We don't have access to much of the information that presidents are looking at from medical experts but we do know a bit. The Big Ten and schools in other leagues have dealt with a number of unique heart cases that could have some relation to COVID-19.

On the flip side, an ACC medical advisor went public with his recommendation that football could be as safe as regular in-person school attendance.

That doctor did not say football was "safe" per se, and it's worth mentioning that another doctor could look at whatever evidence this doctor did and decide it's not worth the risk. But the point seems to be that the medical advisors across the Power Five leagues are not unanimous in their recommendations or preferences, and thus it's more about the amount of risk acceptance one is willing to embrace or tolerate.

So what will the SEC do?

I don't believe the SEC will want to give the appearance of the Big Ten and Pac-12 (but mostly the Big Ten) dictating what it does on its own so there was never going to be a domino effect of one conference right after another falling in line.

The SEC's measured approach of pushing the season back by a month seems like a very good call in hindsight. The Big Ten backed itself into a corner in deciding that a final choice had to be made very quickly. Maybe the initial leak was a trial balloon meant to gauge public opinion but even media and fan outcry didn't deter presidents from the original cancelation choice. Perhaps the Big Ten believed that it had the clout to force the hand of every other league. Turns out, it did with the Pac-12 but not with other conferences.

The SEC has a couple of weeks to come up with an aggressive plan. And they had better be planning.

My personal opinion is the idea of bubbling the football players who are to participate anywhere will be pretty much necessary for a season to successfully take place. It's easy to imagine the SEC starting a season, or trying to, and then shutting things down quickly. Right or wrong, society doesn't have much tolerance for positive cases and we've seen plenty of course-changes upon bad news.

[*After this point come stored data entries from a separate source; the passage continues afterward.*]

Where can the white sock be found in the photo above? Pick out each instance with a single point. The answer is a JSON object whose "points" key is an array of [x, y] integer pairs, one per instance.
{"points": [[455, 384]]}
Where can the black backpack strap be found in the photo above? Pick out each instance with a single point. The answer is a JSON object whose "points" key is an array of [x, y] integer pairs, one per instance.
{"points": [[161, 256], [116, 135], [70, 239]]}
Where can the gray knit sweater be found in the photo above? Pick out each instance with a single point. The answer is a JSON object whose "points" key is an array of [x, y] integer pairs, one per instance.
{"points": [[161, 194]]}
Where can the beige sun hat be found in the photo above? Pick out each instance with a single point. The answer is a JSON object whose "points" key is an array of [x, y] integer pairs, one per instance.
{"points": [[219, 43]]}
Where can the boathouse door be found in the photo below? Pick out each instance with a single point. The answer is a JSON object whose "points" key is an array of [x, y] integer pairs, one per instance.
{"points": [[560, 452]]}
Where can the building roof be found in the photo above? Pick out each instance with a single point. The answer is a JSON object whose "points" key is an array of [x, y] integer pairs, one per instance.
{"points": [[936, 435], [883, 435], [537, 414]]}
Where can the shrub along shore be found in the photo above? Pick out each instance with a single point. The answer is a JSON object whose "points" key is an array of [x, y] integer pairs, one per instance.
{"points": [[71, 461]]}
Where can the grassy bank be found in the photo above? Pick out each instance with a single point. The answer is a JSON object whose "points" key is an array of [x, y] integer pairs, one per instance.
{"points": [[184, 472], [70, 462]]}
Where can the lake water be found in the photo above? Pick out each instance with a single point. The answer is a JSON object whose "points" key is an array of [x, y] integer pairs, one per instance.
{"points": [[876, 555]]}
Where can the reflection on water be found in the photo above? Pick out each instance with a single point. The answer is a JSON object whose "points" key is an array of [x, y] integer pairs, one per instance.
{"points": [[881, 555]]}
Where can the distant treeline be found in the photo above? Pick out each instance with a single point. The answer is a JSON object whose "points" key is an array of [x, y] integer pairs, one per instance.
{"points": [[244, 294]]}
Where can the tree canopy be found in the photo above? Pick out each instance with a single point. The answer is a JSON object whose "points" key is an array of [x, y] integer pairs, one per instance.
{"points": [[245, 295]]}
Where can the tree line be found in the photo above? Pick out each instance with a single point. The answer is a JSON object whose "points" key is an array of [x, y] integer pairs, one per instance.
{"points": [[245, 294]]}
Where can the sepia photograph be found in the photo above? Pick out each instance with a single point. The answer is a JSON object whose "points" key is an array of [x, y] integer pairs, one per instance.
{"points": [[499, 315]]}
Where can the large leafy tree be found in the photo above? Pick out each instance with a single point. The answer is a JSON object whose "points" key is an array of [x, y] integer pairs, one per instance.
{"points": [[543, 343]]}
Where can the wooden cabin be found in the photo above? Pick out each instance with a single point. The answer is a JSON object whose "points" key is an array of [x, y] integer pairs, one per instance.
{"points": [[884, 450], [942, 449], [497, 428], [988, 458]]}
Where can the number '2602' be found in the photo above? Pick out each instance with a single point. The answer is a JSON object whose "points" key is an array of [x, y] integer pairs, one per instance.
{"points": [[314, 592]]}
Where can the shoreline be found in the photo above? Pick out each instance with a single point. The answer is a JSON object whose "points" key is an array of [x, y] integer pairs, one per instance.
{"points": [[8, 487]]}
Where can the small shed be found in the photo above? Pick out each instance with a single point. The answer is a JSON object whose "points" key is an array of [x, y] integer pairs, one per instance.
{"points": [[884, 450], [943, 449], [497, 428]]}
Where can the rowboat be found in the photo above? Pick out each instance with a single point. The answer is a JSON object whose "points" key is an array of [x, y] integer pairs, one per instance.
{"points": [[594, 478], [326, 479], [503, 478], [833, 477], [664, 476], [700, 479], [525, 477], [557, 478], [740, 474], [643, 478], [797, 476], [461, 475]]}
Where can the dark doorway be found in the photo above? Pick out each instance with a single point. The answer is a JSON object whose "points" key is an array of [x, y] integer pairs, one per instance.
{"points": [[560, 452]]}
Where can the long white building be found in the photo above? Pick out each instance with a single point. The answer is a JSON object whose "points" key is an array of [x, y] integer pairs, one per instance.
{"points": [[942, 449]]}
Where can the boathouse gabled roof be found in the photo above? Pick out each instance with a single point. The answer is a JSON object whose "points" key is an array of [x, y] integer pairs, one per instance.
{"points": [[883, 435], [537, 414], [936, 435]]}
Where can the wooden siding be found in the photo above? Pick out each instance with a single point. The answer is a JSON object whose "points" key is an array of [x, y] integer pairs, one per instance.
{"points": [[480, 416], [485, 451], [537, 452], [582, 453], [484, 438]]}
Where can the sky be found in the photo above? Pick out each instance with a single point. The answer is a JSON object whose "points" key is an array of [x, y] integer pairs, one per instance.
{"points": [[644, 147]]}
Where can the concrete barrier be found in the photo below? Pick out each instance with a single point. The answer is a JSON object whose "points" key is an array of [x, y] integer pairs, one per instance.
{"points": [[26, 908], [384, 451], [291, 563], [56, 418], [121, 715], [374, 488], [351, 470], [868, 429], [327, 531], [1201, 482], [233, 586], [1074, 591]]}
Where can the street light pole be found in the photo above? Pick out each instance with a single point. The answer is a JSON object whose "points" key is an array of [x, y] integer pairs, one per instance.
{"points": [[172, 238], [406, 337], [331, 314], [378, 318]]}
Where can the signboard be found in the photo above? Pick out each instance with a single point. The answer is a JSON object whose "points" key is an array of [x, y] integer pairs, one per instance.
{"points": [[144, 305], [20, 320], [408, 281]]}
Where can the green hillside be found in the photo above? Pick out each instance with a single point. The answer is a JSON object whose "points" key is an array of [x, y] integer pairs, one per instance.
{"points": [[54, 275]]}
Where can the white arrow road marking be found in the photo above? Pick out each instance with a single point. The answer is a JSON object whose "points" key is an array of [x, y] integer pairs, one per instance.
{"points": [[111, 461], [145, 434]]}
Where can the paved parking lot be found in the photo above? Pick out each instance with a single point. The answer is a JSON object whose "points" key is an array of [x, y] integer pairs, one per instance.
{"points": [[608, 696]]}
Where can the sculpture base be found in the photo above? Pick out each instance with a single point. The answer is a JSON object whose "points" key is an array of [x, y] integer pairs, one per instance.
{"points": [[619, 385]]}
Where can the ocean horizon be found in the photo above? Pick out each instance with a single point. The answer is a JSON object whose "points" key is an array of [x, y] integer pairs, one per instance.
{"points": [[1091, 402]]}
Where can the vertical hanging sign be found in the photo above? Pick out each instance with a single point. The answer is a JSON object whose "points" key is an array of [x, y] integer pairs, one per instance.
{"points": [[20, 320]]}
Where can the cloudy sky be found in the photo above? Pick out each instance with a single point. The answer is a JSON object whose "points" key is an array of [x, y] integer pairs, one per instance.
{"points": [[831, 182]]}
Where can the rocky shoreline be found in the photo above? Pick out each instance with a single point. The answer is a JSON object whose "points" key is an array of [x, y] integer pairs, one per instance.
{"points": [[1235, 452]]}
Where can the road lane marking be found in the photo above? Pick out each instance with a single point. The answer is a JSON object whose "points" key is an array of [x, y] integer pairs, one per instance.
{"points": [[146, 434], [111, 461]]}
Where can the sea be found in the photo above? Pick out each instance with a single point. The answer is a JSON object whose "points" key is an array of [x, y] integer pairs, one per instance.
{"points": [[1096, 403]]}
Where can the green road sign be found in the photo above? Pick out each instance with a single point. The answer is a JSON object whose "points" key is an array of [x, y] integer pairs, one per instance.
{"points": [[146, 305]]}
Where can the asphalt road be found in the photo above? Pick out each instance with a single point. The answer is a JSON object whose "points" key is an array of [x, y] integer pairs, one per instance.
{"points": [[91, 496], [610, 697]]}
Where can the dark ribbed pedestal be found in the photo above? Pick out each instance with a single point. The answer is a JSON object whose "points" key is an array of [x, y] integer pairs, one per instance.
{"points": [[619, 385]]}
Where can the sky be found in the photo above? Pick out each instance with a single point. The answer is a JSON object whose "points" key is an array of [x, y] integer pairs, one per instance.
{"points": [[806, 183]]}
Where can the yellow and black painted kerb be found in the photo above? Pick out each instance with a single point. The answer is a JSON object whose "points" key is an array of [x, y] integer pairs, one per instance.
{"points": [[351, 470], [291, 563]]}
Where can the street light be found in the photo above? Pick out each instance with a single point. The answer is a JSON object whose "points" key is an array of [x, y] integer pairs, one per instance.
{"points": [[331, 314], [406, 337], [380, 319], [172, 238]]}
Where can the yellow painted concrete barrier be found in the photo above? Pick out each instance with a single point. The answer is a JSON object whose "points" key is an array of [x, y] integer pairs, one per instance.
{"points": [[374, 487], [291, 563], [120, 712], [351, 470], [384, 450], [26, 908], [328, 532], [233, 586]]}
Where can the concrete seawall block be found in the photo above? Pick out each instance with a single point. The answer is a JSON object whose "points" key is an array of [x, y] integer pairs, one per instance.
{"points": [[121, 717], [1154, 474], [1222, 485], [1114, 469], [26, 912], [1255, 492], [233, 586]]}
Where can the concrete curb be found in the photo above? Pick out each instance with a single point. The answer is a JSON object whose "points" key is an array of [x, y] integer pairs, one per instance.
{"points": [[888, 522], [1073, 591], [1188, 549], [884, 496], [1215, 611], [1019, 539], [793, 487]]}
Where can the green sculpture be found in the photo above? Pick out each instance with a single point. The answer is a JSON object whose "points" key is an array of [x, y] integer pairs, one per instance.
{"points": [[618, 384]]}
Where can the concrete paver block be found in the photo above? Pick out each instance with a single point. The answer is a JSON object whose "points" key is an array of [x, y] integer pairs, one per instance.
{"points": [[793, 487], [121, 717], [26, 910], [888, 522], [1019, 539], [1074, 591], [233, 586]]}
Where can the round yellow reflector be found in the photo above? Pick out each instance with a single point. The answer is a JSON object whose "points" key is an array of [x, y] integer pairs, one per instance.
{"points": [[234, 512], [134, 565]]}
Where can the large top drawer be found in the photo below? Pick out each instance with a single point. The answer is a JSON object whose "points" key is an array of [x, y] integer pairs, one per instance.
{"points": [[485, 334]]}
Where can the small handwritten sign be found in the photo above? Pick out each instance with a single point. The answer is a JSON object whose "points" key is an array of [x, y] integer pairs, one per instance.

For a season to work, there has to be a plan to protect players from the massive numbers of regular student non-athletes who are descending on universities and making it much more difficult to protect athletes from the awful transmissibility of COVID-19.

I think they can justify making the effort. I like how the SEC has gone about it so far. I think the plan is genuinely, from the presidents' perspectives as a majority, to press ahead and brainstorm possibilities and plans. I'm skeptical of the season actually being completed and think the bubble needs to happen for us to watch Kentucky football in 2020.